Dane had a splitting headache all the way across the Atlantic. A day  later, he still suffered from it during the course inspection.

"And now we discover the pitfalls of training at low altitudes," Coach said, handing Dane another bottle of Evian water.

"Don't," Dane said, taking a swig. "I don't need you piling on me, too."

"Who's piling on you?" Coach asked. "I'm on your side, here. Let's get a  better look at the fourth pitch," Coach suggested, sidestepping  downhill. "I like the left side of the big jump." He put his thumbs  together, palms out, as if framing a photograph. "That sets you up on  the fall line into the carousel turn."

"Right." Dane rolled his head to the left and shook out his neck. He had  to get his head in the game. Dane watched the competitors around him,  leaning forward on their ski poles, moving their arms in a hypnotic way,  like jellyfish tentacles, as they visualized hightailing it down the  course. This was a Super-G course, meaning that the gates were few and  far between, and speed rather than agility would win the day.

The usual race day mayhem surrounded them. Dane was never thrown off by  the hundreds of people lined up just beyond the orange safety netting.  He was never thrown off by competitors determined to beat him. And he  was never thrown off by fear.

But today he was just plain thrown.

"Dane, are you going to be okay?" Coach asked for the hundredth time.

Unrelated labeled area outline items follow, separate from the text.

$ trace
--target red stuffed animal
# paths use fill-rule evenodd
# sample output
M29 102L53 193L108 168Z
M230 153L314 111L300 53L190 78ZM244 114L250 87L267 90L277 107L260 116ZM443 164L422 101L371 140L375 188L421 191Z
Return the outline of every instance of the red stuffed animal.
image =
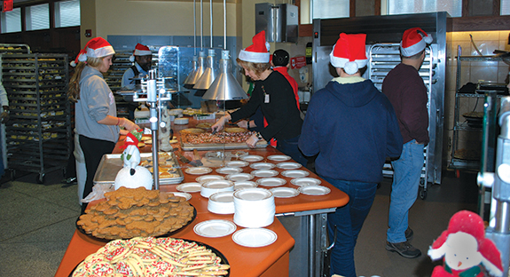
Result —
M435 266L432 277L503 275L499 250L485 238L483 220L472 211L461 210L451 217L428 256L432 260L443 257L443 266Z

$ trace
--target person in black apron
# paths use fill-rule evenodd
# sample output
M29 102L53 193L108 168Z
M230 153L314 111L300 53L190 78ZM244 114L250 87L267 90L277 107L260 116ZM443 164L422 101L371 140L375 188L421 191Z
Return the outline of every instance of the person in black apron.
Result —
M137 44L135 46L133 55L129 57L129 60L134 64L124 72L121 85L123 89L135 90L140 86L140 79L149 74L153 62L153 52L149 47ZM133 101L132 96L124 96L123 98L128 102L129 119L133 120L135 109L138 107L139 103Z

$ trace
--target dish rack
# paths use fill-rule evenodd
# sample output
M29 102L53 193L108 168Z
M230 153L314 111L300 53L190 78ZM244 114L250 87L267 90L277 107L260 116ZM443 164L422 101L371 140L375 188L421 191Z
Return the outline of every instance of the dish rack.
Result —
M41 53L2 58L10 106L5 132L11 178L17 170L35 172L43 184L47 172L66 170L71 154L68 58Z

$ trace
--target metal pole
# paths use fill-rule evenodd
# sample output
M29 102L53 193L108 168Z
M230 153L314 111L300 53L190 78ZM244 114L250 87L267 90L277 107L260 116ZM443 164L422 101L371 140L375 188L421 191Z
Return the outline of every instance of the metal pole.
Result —
M510 97L501 99L499 114L501 133L498 137L496 166L493 173L492 196L496 215L490 218L485 236L492 240L501 253L503 276L508 276L510 257ZM487 173L485 173L487 174ZM481 178L484 179L483 176ZM487 184L484 184L486 186Z

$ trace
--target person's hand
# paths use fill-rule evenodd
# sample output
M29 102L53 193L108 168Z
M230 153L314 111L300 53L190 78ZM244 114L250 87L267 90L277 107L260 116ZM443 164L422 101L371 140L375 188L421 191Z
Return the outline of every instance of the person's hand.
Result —
M229 120L230 120L229 115L224 115L220 117L220 119L211 126L212 131L219 131L224 130L224 126Z
M135 124L133 122L131 122L130 120L129 120L127 118L121 118L120 126L124 127L129 131L140 129L140 127L138 127L138 125Z
M2 123L5 124L9 121L9 113L6 111L2 112L0 118L2 119Z
M247 120L241 120L238 123L238 126L244 129L248 129L248 122Z
M247 140L247 145L248 146L248 147L250 148L255 148L256 146L256 143L259 141L258 138L256 137L255 134L253 134L251 137L249 137L249 138Z

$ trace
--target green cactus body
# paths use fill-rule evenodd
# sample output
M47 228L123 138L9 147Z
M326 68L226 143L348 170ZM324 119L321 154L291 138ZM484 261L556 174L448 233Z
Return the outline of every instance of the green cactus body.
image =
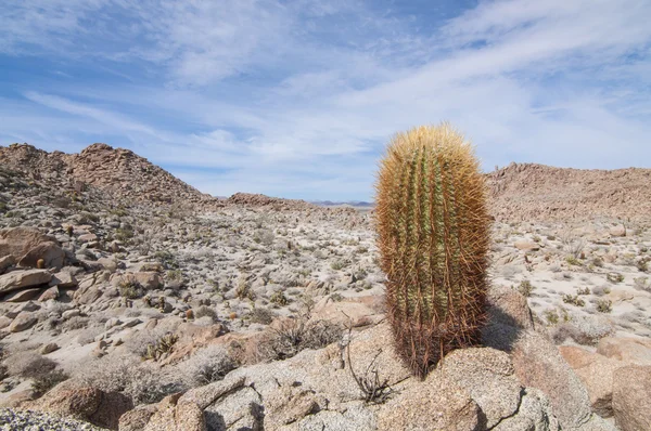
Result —
M376 228L398 354L424 377L476 344L485 321L489 217L473 148L447 123L397 134L381 161Z

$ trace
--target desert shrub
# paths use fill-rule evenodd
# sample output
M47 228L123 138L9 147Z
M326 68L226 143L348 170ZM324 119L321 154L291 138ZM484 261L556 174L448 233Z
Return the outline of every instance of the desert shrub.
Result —
M611 311L613 311L613 301L611 301L610 299L598 299L597 311L599 313L610 313Z
M330 321L289 318L268 329L259 342L261 360L286 360L305 349L321 349L342 339L343 328Z
M75 377L90 387L124 393L136 405L157 403L187 388L176 367L162 368L132 356L104 356L79 368Z
M177 335L171 332L165 334L152 343L148 343L144 353L141 355L143 360L158 361L165 354L171 353L174 344L179 340Z
M288 297L285 297L285 295L282 292L282 290L278 290L277 292L271 295L271 298L269 298L269 301L271 303L275 303L276 305L280 305L280 306L284 306L290 303L290 300L288 299Z
M165 274L165 278L170 282L181 282L183 279L183 273L181 270L168 270Z
M68 318L67 321L64 321L61 324L61 328L64 331L75 330L75 329L82 329L82 328L86 328L88 326L89 322L90 322L90 318L88 318L88 317L74 316L74 317Z
M580 266L580 261L574 256L566 257L565 262L567 262L569 265Z
M257 306L248 314L250 322L254 324L269 325L275 318L276 313L271 310Z
M119 296L126 299L138 299L144 295L144 289L135 282L120 282L117 288Z
M265 246L270 246L273 244L275 235L273 231L269 231L267 228L258 228L253 234L253 240L256 244L263 244Z
M624 282L624 276L620 273L609 273L605 275L605 278L613 284Z
M238 278L238 287L235 287L235 297L238 299L255 300L255 292L251 289L251 285L246 280L246 276L241 274Z
M651 261L651 258L648 258L648 257L638 260L636 263L638 271L643 272L643 273L648 272L650 261Z
M565 302L566 304L572 304L575 306L584 306L586 304L586 301L584 301L583 299L580 299L578 297L578 295L563 295L563 302Z
M201 305L194 311L194 318L210 317L213 322L218 322L217 311L207 305Z
M551 337L557 344L562 344L566 339L572 339L577 344L596 345L600 339L612 334L611 326L599 327L593 322L586 325L585 318L573 318L558 325Z
M528 279L523 279L522 282L520 282L520 286L518 286L518 290L520 291L520 293L522 293L526 298L532 296L534 289L535 287Z
M592 295L596 295L598 297L602 297L604 295L608 295L611 292L611 289L609 286L595 286L592 287Z
M81 332L79 332L79 335L77 336L77 342L81 345L90 344L94 341L95 337L102 334L103 331L104 329L99 326L88 327Z
M8 355L4 366L10 376L35 379L53 371L56 363L36 352L22 351Z
M50 389L54 388L56 384L65 381L69 378L69 376L62 369L53 369L51 371L44 373L38 377L36 377L31 381L31 390L35 395L41 396Z
M224 345L208 345L196 351L179 365L189 387L199 387L224 379L238 367Z
M333 269L334 271L343 270L345 266L346 266L346 262L344 262L342 260L336 260L330 264L330 267Z
M559 313L557 313L556 310L546 310L544 315L547 319L547 323L550 325L556 325L559 323Z

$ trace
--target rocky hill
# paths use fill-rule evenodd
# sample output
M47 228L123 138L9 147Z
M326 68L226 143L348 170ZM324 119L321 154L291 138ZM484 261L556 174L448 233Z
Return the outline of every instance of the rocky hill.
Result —
M492 212L502 221L642 220L651 214L651 169L511 164L487 179Z
M129 149L93 144L79 154L48 153L27 144L0 147L0 162L34 179L63 179L143 201L218 204Z

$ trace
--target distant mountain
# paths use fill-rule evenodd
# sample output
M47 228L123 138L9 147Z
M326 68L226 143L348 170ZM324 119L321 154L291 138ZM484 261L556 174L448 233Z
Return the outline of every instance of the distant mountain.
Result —
M651 169L511 164L486 174L498 220L651 219Z
M363 200L346 200L346 201L310 200L310 204L319 205L321 207L339 207L342 205L348 205L350 207L372 208L375 206L374 203L367 203Z

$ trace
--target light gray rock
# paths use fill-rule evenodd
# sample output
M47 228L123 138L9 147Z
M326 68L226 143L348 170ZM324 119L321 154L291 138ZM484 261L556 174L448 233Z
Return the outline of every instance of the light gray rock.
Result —
M13 319L8 329L10 332L22 332L33 327L37 321L33 313L22 312Z
M9 293L7 297L4 297L3 300L4 300L4 302L30 301L33 299L38 298L42 291L43 291L43 289L39 289L39 288L18 290L18 291Z
M56 267L61 270L65 260L65 252L54 241L41 243L21 258L18 261L20 266L36 267L37 262L42 259L46 267Z
M631 365L613 375L613 412L622 431L651 430L651 366Z
M537 388L547 395L563 429L577 428L588 420L591 415L588 391L548 337L522 332L512 358L521 384Z
M26 289L50 283L52 274L47 270L12 271L0 275L0 293Z

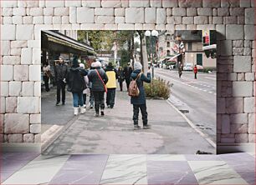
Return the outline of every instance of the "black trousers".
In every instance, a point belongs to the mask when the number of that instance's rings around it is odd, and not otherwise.
[[[99,113],[100,112],[100,110],[103,111],[105,108],[105,102],[104,102],[104,91],[94,91],[94,98],[95,98],[95,108],[96,113]]]
[[[147,125],[147,112],[146,112],[146,105],[141,104],[141,105],[133,105],[133,122],[135,125],[139,123],[139,112],[141,109],[141,112],[142,114],[142,121],[143,126]]]
[[[45,86],[45,91],[49,92],[49,77],[47,76],[43,76],[43,79],[44,82],[44,86]]]
[[[115,105],[115,88],[108,88],[106,104],[113,108]]]
[[[119,82],[120,90],[123,91],[123,81]]]
[[[62,102],[65,102],[65,99],[66,99],[65,87],[66,87],[66,84],[62,80],[59,80],[57,82],[57,102],[60,102],[60,91],[62,92],[61,94]]]
[[[86,105],[86,94],[83,94],[84,105]]]
[[[125,82],[126,82],[127,91],[128,91],[129,86],[130,86],[130,82],[131,82],[131,79],[130,78],[125,78]]]
[[[90,88],[90,106],[94,106],[95,103],[95,98],[94,98],[94,92],[92,92],[91,88]]]

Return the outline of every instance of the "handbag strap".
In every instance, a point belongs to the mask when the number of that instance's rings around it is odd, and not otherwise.
[[[137,79],[139,78],[139,77],[141,78],[142,75],[142,72],[141,72],[138,76],[136,77],[136,78],[135,79],[135,81],[137,81]]]
[[[105,82],[103,82],[103,80],[102,80],[102,78],[101,78],[101,77],[100,77],[100,75],[98,70],[97,70],[97,69],[95,69],[95,70],[96,70],[96,72],[97,72],[97,74],[98,74],[98,76],[99,76],[100,81],[102,82],[102,83],[103,83],[103,85],[104,85],[104,87],[105,87]]]

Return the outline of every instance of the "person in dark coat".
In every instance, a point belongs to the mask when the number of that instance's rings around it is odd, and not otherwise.
[[[99,117],[100,107],[100,114],[104,116],[105,102],[104,102],[104,92],[105,84],[108,82],[108,77],[105,71],[101,68],[101,63],[96,62],[95,63],[95,69],[90,71],[88,75],[89,81],[91,82],[91,90],[95,98],[95,117]],[[98,75],[100,76],[100,78]],[[101,81],[101,79],[102,81]]]
[[[124,76],[126,82],[127,91],[131,82],[131,74],[132,72],[132,68],[131,67],[125,66],[124,68]]]
[[[124,70],[122,67],[119,67],[118,71],[117,71],[117,79],[120,86],[120,90],[123,91],[123,82],[125,79],[124,76]]]
[[[197,78],[197,72],[198,72],[198,68],[197,67],[197,65],[195,65],[194,68],[193,68],[194,73],[195,73],[195,79]]]
[[[148,125],[147,121],[147,112],[146,112],[146,92],[143,87],[143,82],[151,82],[151,73],[147,72],[146,77],[142,72],[142,65],[139,62],[136,62],[134,63],[134,71],[132,72],[131,78],[135,80],[138,77],[136,80],[136,84],[140,90],[140,94],[138,97],[131,97],[131,103],[133,105],[133,122],[134,122],[134,128],[139,129],[141,127],[139,126],[139,112],[141,109],[141,112],[142,114],[142,121],[143,121],[143,128],[148,129],[151,128],[151,126]]]
[[[75,116],[79,113],[85,112],[83,101],[83,91],[85,89],[85,82],[84,77],[86,76],[88,72],[79,67],[77,58],[73,59],[72,67],[67,75],[68,91],[72,92],[74,114]]]
[[[55,82],[57,84],[57,102],[56,105],[59,105],[60,102],[60,90],[62,92],[62,104],[65,104],[65,91],[66,91],[66,76],[68,73],[68,65],[64,63],[64,58],[62,56],[59,58],[59,63],[54,68]]]
[[[106,104],[109,108],[113,108],[115,105],[117,72],[111,62],[109,62],[105,71],[109,79],[108,82],[105,84],[108,88]]]
[[[94,69],[95,69],[95,62],[92,62],[92,63],[90,64],[90,70],[89,70],[89,72],[88,72],[88,74],[90,74],[90,72],[91,71],[93,71]],[[95,98],[94,98],[94,93],[93,93],[93,92],[92,92],[92,90],[91,90],[91,87],[92,87],[92,83],[91,83],[91,82],[89,81],[89,88],[90,88],[90,109],[92,109],[92,108],[94,108],[94,104],[95,104]]]

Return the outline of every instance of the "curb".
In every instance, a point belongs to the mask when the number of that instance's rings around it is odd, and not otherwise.
[[[190,120],[187,118],[187,117],[182,113],[179,109],[177,109],[172,102],[171,101],[168,99],[166,100],[166,102],[171,105],[187,122],[187,123],[190,125],[190,127],[192,127],[197,133],[199,133],[205,140],[207,140],[207,142],[213,148],[217,148],[216,147],[216,143],[214,142],[212,142],[207,134],[203,133],[202,131],[200,131],[197,126]]]
[[[79,116],[74,117],[71,120],[69,120],[65,126],[64,126],[62,128],[58,129],[54,135],[49,138],[45,142],[42,143],[41,145],[41,152],[44,153],[48,148],[54,142],[55,140],[66,130],[68,129],[77,119]],[[51,127],[52,128],[52,127]],[[47,132],[47,131],[46,131]]]

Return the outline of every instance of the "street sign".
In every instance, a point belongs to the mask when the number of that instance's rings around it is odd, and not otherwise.
[[[208,46],[210,45],[210,31],[209,30],[202,30],[202,45]]]

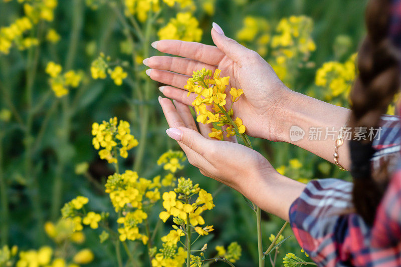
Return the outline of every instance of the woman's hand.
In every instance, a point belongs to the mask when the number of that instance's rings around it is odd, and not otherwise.
[[[156,56],[146,59],[144,64],[151,68],[146,73],[153,80],[171,86],[161,88],[166,97],[190,105],[194,96],[187,97],[187,92],[183,89],[192,72],[203,68],[213,71],[218,68],[222,76],[230,77],[228,91],[231,87],[244,91],[245,97],[240,98],[233,108],[234,115],[246,125],[247,134],[271,141],[283,141],[280,136],[283,131],[279,129],[280,109],[292,91],[258,53],[226,37],[219,28],[214,24],[212,30],[217,47],[177,40],[154,43],[152,46],[159,51],[183,58]]]
[[[255,150],[234,142],[210,138],[211,124],[199,124],[199,133],[187,105],[174,101],[174,107],[169,99],[160,97],[159,102],[170,127],[166,132],[177,140],[191,164],[262,209],[288,219],[290,205],[304,185],[279,174]]]

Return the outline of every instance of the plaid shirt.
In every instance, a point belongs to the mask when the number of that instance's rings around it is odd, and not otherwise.
[[[312,181],[292,204],[294,235],[319,266],[401,266],[399,124],[398,117],[383,116],[373,143],[373,171],[388,160],[392,174],[372,227],[345,211],[352,208],[352,184],[341,180]]]

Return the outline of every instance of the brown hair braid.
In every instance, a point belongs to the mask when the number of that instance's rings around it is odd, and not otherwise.
[[[359,75],[350,95],[352,112],[349,126],[377,128],[380,115],[385,113],[399,87],[399,53],[389,38],[390,2],[370,0],[366,12],[367,35],[358,56]],[[355,131],[353,131],[355,133]],[[359,144],[350,145],[352,168],[357,169],[361,164],[370,166],[369,157],[363,158],[357,150],[358,146],[371,147],[371,141],[361,140]],[[351,145],[350,143],[350,145]],[[365,149],[366,150],[366,149]],[[352,156],[353,153],[353,158]],[[356,156],[356,158],[355,158]],[[356,158],[357,160],[355,160]],[[358,166],[359,165],[359,166]],[[369,167],[370,168],[370,167]],[[352,171],[351,171],[351,173]],[[354,176],[353,200],[355,209],[365,222],[371,225],[376,209],[386,187],[388,174],[385,168],[372,177]],[[363,175],[362,175],[363,176]]]

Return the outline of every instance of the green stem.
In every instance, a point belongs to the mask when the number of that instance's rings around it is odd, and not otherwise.
[[[72,18],[72,29],[70,38],[68,52],[67,54],[64,70],[70,70],[74,64],[74,60],[77,54],[79,36],[83,25],[83,8],[82,0],[74,0],[71,2],[74,12]],[[64,96],[61,100],[62,107],[62,130],[60,133],[60,147],[67,147],[71,132],[71,118],[73,113],[70,110],[70,103],[68,96]],[[61,155],[62,151],[59,151]],[[51,218],[56,220],[59,216],[59,209],[63,198],[63,174],[66,163],[65,159],[59,159],[56,169],[53,188],[53,200],[52,201]]]
[[[186,214],[186,267],[190,267],[191,261],[191,227],[189,226],[189,214]]]
[[[42,35],[43,23],[40,23],[38,28],[37,36],[40,40]],[[35,51],[31,48],[28,52],[28,59],[27,64],[27,84],[25,88],[27,97],[27,116],[26,129],[25,136],[25,145],[26,157],[25,160],[25,175],[28,181],[28,189],[32,200],[32,205],[34,214],[36,216],[36,234],[35,241],[37,243],[43,243],[44,241],[43,233],[43,224],[45,219],[42,210],[41,196],[39,184],[35,171],[33,170],[33,163],[32,157],[33,154],[33,143],[34,137],[32,135],[32,127],[33,124],[33,114],[32,108],[33,103],[33,88],[36,76],[36,70],[40,54],[40,46],[37,46]]]
[[[151,15],[151,11],[149,11],[148,15],[150,18]],[[143,41],[143,56],[145,58],[149,57],[149,43],[150,38],[150,34],[151,33],[152,29],[152,21],[148,19],[146,22],[146,29],[145,30],[145,39]],[[144,95],[145,96],[145,101],[147,103],[150,98],[151,94],[151,80],[150,79],[147,79],[145,82],[145,87]],[[142,162],[143,159],[143,156],[145,154],[145,151],[146,148],[146,140],[147,137],[147,128],[149,125],[149,118],[150,116],[149,107],[147,104],[142,105],[140,106],[141,114],[141,122],[140,130],[140,139],[139,141],[139,144],[138,146],[138,149],[136,152],[136,157],[135,157],[135,162],[134,163],[134,170],[138,171],[140,167],[142,166]]]
[[[224,262],[226,262],[226,263],[228,264],[229,265],[230,265],[230,266],[232,266],[232,267],[235,267],[235,266],[234,266],[234,264],[233,264],[233,263],[230,262],[230,261],[228,260],[226,258],[208,258],[208,259],[204,259],[203,260],[202,260],[202,262],[206,262],[207,261],[224,261]]]
[[[251,144],[251,142],[249,141],[249,139],[248,138],[247,135],[244,134],[239,133],[238,127],[234,123],[231,117],[229,115],[228,113],[223,108],[223,107],[221,106],[219,106],[219,107],[220,108],[220,110],[222,111],[222,112],[223,113],[226,117],[227,118],[227,120],[229,120],[230,124],[231,124],[231,125],[234,127],[235,131],[240,135],[240,136],[241,136],[241,138],[244,141],[244,143],[245,144],[245,145],[252,149],[252,145]],[[230,111],[230,110],[229,110],[229,111]],[[254,207],[256,207],[256,225],[258,232],[258,257],[259,261],[259,267],[263,267],[265,266],[265,260],[263,259],[263,243],[262,239],[262,220],[261,218],[261,210],[259,207],[256,206],[256,205],[253,203],[252,203],[252,204]]]
[[[9,200],[7,198],[7,183],[3,174],[3,138],[4,135],[0,132],[0,201],[2,206],[1,222],[1,242],[3,246],[8,243],[9,223],[10,221],[10,210],[9,210]]]
[[[268,253],[270,252],[270,250],[272,249],[273,247],[274,246],[274,244],[276,243],[276,241],[277,241],[277,240],[279,239],[279,237],[280,237],[280,235],[281,234],[281,233],[283,232],[283,230],[284,230],[284,228],[285,228],[285,226],[286,226],[288,224],[288,221],[286,221],[285,222],[284,222],[284,224],[281,227],[281,229],[280,229],[280,230],[279,231],[279,232],[278,232],[277,234],[276,235],[276,237],[274,238],[274,240],[273,240],[273,241],[272,242],[272,243],[270,244],[270,246],[269,246],[269,247],[268,247],[268,248],[266,250],[266,252],[264,253],[263,253],[264,255],[266,255]]]
[[[147,218],[145,219],[145,227],[146,229],[146,235],[147,235],[148,240],[146,244],[147,245],[147,249],[148,249],[148,255],[149,255],[149,263],[151,263],[152,262],[152,258],[150,257],[150,255],[149,254],[149,251],[150,251],[150,249],[152,248],[152,237],[150,235],[150,227],[149,226],[149,220],[147,219]]]
[[[263,244],[262,240],[262,220],[261,210],[259,207],[256,207],[256,225],[258,231],[258,255],[259,258],[259,267],[265,266],[263,259]]]
[[[9,106],[9,108],[11,110],[11,112],[14,115],[14,117],[15,117],[16,120],[17,120],[17,121],[20,124],[21,124],[22,126],[23,126],[25,124],[24,123],[24,122],[23,121],[21,116],[20,115],[20,113],[18,112],[17,108],[16,108],[16,106],[13,103],[11,96],[10,94],[10,90],[7,90],[2,83],[0,83],[0,92],[2,92],[3,99],[4,100],[7,106]]]
[[[116,240],[116,255],[117,261],[118,262],[118,267],[122,267],[122,260],[121,260],[121,252],[120,251],[120,241]]]
[[[124,242],[122,242],[122,245],[124,246],[124,249],[125,249],[125,251],[127,252],[127,254],[129,257],[130,260],[131,260],[131,263],[132,263],[132,267],[136,267],[135,264],[135,260],[134,259],[134,257],[132,256],[132,254],[131,254],[131,252],[129,251],[129,249],[128,249],[128,247],[127,245],[127,243],[124,241]]]

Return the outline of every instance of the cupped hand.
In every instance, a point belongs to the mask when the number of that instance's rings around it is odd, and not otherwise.
[[[174,106],[169,99],[161,97],[159,102],[170,127],[167,134],[178,141],[189,163],[204,175],[248,196],[255,191],[250,185],[260,186],[265,175],[277,173],[257,151],[235,142],[209,138],[211,124],[199,124],[198,132],[187,105],[174,101]]]
[[[218,26],[217,26],[218,27]],[[215,26],[216,27],[216,26]],[[151,68],[146,73],[153,80],[169,85],[160,91],[167,97],[190,105],[195,96],[187,97],[184,86],[192,72],[206,68],[222,71],[230,76],[231,87],[242,89],[242,96],[233,106],[234,116],[247,127],[246,133],[274,141],[280,136],[280,111],[288,101],[289,92],[270,65],[256,52],[241,45],[214,28],[212,36],[216,46],[177,40],[152,44],[158,51],[181,57],[155,56],[144,60]],[[227,92],[228,95],[228,92]]]

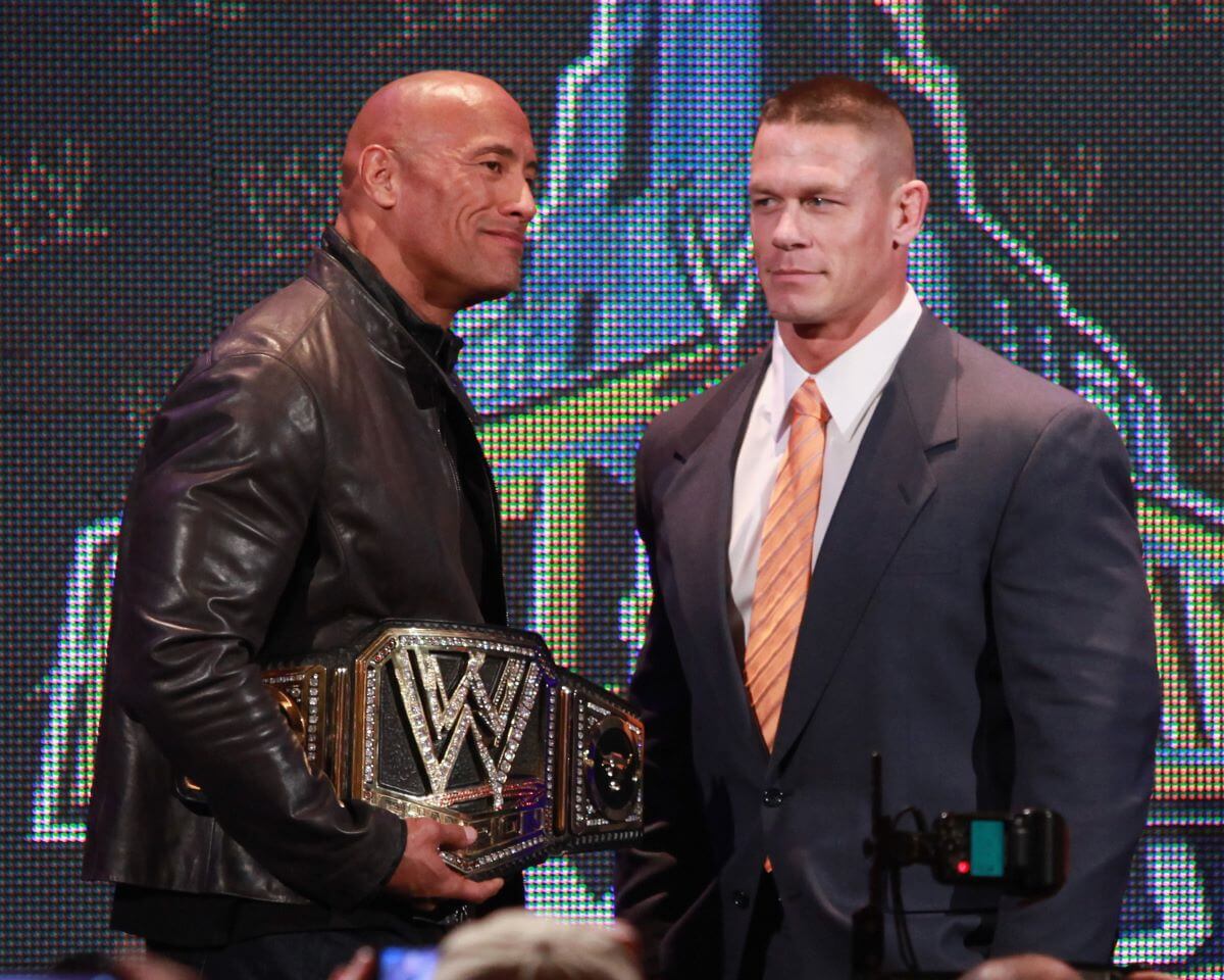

"Stop fucking asking me," he growled.

The truth was he was far from okay. Willow's announcement had rattled  him to the core. Dane absolutely could not have a child. If he did, that  meant that some poor kid would grow up just like him-waiting in dread  for the symptoms to show up and tear his body apart. Watching the rest  of the world get on with their lives.

And Willow would have to watch it all happen. She'd outlive her child by a good twenty years at least.

It wasn't supposed to happen this way. When Dane died, the family  illness would stop killing people. He meant to be its very last victim.

He didn't sleep last night-he couldn't stop thinking about Willow. Her  announcement had put him in the perverse position of hoping that she  really had been sleeping around. It would be better for everyone if she  was pregnant by someone else and only hoping to pin it on him. He tried  to imagine that it was possible-that she'd done the math-figuring he'd  made millions in endorsement money after the last Olympics.

Christ. She wasn't the type. She would never be the type.

Her unluckiest day was the day she'd met him.

Dane's headache had only partly receded by the time he made it into the  start house. He was starting tenth, and the first seven were already  down. There had been only one crash so far-an unlucky Norwegian who'd  caught an edge on the second pitch, flying ass first into the safety  netting. Dane bounced up and down in his ski boots to keep his feet  warm.                       
       
           



       

"Danger."

He turned around to find one of his so-called teammates, a guy named  J.P., calling to him. J.P. had scored a twelfth place start, better than  he usually got.